I collected some data with various white balance settings, from 2800K to 6000K in the R5 II and looked at the images in PL9. The setup used a 100mm focal length lens at f/11, shutter 1/160 and ISO 100 for all photos - just the manual WB setting varying. The camera was on a tripod so the image framing and lighting was identical for all photos.
So for what it is worth, the PL9 values are closest to the camera setting at lower camera WB settings and diverge more at higher values. Of course this is for my camera. If Canon does individual calibrations for each sensor other cameras will differ which from information provided by other posters would seem to be the case.

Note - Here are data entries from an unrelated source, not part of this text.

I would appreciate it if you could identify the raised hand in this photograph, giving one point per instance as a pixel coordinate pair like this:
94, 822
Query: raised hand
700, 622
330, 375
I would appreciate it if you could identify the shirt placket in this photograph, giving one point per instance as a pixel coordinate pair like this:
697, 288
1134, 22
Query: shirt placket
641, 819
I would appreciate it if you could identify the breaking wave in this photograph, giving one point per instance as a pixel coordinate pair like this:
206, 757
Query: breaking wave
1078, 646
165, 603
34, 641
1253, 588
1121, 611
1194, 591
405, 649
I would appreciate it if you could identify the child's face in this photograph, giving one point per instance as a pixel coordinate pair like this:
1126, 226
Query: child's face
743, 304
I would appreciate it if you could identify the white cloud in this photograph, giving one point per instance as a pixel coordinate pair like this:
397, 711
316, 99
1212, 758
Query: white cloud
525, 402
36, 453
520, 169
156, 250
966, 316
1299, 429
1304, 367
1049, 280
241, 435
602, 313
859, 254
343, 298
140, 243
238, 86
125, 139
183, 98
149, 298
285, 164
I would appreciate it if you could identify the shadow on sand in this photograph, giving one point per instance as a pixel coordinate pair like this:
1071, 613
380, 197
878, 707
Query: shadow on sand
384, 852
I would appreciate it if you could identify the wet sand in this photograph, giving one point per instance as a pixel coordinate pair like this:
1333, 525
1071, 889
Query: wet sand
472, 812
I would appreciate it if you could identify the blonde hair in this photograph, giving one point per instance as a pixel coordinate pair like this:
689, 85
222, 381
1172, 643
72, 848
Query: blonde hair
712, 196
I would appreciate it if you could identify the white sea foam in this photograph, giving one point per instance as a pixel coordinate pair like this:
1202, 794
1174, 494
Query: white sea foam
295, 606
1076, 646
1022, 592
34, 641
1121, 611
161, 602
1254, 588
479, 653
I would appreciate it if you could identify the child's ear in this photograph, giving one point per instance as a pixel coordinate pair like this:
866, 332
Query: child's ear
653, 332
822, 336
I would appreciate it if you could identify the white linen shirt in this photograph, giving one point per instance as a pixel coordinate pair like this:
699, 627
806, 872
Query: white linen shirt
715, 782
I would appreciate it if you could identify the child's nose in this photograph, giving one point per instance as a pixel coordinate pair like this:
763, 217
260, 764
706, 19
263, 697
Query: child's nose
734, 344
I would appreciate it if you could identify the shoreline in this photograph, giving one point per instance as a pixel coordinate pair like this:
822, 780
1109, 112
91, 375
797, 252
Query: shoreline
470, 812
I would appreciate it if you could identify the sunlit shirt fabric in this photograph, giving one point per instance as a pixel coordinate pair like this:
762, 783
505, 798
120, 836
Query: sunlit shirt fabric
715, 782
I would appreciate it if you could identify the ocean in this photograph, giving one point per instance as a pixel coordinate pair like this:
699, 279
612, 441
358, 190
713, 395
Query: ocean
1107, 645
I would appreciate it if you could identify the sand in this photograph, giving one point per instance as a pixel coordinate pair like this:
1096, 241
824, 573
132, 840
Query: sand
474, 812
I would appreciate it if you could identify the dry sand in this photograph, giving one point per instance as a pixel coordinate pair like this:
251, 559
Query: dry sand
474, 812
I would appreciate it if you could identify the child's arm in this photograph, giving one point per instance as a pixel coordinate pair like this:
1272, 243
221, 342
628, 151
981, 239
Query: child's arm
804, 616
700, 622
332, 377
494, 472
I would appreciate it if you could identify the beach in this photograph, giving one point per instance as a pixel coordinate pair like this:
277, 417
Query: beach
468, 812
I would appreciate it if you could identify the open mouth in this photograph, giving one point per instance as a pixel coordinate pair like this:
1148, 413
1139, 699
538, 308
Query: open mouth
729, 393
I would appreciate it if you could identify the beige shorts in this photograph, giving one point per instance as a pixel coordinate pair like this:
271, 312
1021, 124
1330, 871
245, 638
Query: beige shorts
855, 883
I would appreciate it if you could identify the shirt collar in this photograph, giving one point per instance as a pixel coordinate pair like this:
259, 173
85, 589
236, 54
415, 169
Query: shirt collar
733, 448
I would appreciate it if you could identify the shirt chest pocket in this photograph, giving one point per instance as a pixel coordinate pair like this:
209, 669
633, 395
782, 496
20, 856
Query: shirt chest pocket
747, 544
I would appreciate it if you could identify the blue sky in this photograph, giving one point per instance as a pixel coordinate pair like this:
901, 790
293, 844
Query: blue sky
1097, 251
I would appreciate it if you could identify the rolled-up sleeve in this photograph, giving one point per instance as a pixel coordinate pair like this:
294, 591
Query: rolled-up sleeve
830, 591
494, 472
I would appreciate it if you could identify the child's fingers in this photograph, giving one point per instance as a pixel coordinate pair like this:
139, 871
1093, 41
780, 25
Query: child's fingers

I don’t know if your question about being able to adjust the WB was directed to me but yes, the R5 II allows similar settings to what the Nikon menu shows, however I was setting a manual WB value in degrees Kelvin so I knew what the camera’s WB setting was and could compare it to what PL9 reported when I opened a CR3 raw file from the camera. I have done no fine tuning of the white balance and actually I don’t know if the R5 II supports that in camera or not. I will have to look.
If you set the color temperature in your camera manual then I don’t understand why there is a rather constant tint value of 38-40.
I would start with a white card to investigate. I know PL used 5400K for standard white, not corrected light.